Meeting with General Greene: Singular event notched Salisbury’s Revolutionary War patriot Elizabeth Maxwell Steele’s place in history

Published 12:10 am Saturday, March 12, 2022

By Pete Prunkl
Historic Salisbury Foundation

SALISBURY — The 1850 Rowan County Courthouse — now the Rowan County Museum — was not the first important building on the corner of Main and Council streets. Almost 100 years earlier, a tavern stood on that site. That public house played a significant role in the history of Salisbury and its owner was one of the town’s most influential women before, during and after the Revolutionary War.

For Women’s History Month, Historic Salisbury Foundation remembers entrepreneur, landowner, community leader and patriot Elizabeth Maxwell Steele (c. 1733-1790).

Although Steele was one of Salisbury’s wealthiest women and largest landowners during the Colonial era, those accomplishments were not what secured her place in the history books. Rather it was a singular event on the morning of Feb. 2, 1781.
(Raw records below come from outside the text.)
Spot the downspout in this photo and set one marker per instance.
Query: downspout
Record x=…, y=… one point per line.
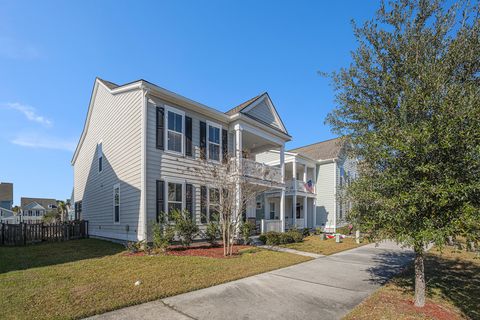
x=334, y=196
x=143, y=172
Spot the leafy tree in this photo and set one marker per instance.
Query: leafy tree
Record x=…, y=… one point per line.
x=409, y=107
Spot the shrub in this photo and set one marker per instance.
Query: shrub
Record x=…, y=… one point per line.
x=163, y=235
x=263, y=238
x=135, y=246
x=306, y=232
x=185, y=226
x=246, y=230
x=272, y=238
x=212, y=232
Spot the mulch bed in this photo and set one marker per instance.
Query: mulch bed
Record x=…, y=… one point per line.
x=196, y=250
x=204, y=251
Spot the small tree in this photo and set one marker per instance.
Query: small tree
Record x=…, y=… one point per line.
x=235, y=193
x=409, y=107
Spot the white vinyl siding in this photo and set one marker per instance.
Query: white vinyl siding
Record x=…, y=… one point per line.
x=170, y=166
x=116, y=121
x=263, y=112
That day, Revolutionary War General Nathaniel Greene made his way alone to the Steele Tavern, Salisbury’s best licensed public house. He was greeted by Dr. Joseph Read (also Reed), a visiting military surgeon who was acquainted with the general. Salisbury’s many colonial taverns were not only public bars for drinking and eating, but some also served as a general store, a home for the owners, a hotel, post office, community meeting place and for Dr. Read, a make-shift office.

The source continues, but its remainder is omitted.